Please read through the entire plan and all comments before beginning this project. It is also advisable to review the Getting Started Section. Take all necessary precautions to build safely and smartly. Work on a clean level surface, free of imperfections or debris. Always use straight boards. Check for square after each step. Always predrill holes before attaching with screws. Use glue with finish nails for a stronger hold. Wipe excess glue off bare wood for stained projects, as dried glue will not take stain. Be safe, have fun, and ask for help if you need it. Good luck!

Instructions

Step 1

First, make up your sides by drilling shelf pin holes on the insides for adjustable shelves (I use a Kreg Shelf Pin Jig) - it's much easier to do this now than after assembly - and drill 3/4" pocket holes facing the front for attaching face frames in later steps (I use a Kreg Jig for drilling pocket holes).

For taller shelves, you would simply just cut the sides taller.  For deeper shelves, you would simply adjust your plywood rip width.

Step 2

Drill pocket holes facing forward along front edges of top and bottom for attaching face frames in later steps (as done with sides).

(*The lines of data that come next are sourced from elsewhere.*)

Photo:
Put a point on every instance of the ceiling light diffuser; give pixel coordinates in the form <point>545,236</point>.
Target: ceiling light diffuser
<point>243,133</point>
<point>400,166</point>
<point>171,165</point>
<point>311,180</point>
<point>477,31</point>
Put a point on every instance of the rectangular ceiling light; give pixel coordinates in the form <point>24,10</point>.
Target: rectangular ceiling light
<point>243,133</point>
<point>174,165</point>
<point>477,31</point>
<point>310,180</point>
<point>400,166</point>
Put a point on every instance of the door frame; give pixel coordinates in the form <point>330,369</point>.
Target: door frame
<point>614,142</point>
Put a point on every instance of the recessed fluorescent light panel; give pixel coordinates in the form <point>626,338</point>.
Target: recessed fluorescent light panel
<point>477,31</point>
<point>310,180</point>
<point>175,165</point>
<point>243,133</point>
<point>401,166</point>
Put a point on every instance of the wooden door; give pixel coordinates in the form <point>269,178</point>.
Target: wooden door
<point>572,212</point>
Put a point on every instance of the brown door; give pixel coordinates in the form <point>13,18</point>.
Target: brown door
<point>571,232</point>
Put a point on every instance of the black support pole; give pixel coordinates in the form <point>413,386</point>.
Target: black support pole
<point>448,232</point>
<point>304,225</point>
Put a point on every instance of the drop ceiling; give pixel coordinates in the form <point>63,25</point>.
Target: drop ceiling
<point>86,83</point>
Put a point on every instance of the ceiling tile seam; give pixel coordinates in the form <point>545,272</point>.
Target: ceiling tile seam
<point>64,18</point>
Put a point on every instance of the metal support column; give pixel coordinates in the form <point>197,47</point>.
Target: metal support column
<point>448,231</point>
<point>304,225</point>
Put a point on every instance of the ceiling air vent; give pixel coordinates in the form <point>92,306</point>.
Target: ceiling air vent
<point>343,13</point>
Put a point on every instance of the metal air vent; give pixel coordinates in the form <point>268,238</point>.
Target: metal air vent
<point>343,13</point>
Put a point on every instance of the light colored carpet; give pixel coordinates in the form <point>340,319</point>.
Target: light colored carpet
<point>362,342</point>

Drill 3 3/4" pocket holes on each end of the top and bottom and attach to the sides, using 1-1/4" pocket hole screws. All pocket holes should be on the outsides of the cabinet and the inside of the cabinet should have no visible joints or holes.

Step 3

Attach back support inset at the top of the wall cabinet, hiding 3/4" pocket holes on back side. When you hang the cabinet on the wall, screw through this board into a stud in the wall. For additional support or heavy cabinets/contents of cabinets you can add a second support at the bottom of the cabinet as well.

Step 4

The back is not structural but finishes out the inside of the cabinet. It should not be used for hanging the cabinet. Use glue and nails to attach.

Step 5

Step 6

We used shelf pins for adjustable shelves, and cut the shelves 10" deep by 33-3/4" wide, and applied edge banding to the fronts of the shelves.

Step 7

We opted for a full overlay door using 1-1/4" overlay concealed euro face frame hinges for the doors.

Finishing Instructions
Preparation Instructions
Fill all holes with wood filler and let dry. Apply additional coats of wood filler as needed. When wood filler is completely dry, sand the project in the direction of the wood grain with 120 grit sandpaper. Vacuum sanded project to remove sanding residue. Remove all sanding residue on work surfaces as well. Wipe project clean with damp cloth.

It is always recommended to apply a test coat on a hidden area or scrap piece to ensure color evenness and adhesion. Use primer or wood conditioner as needed.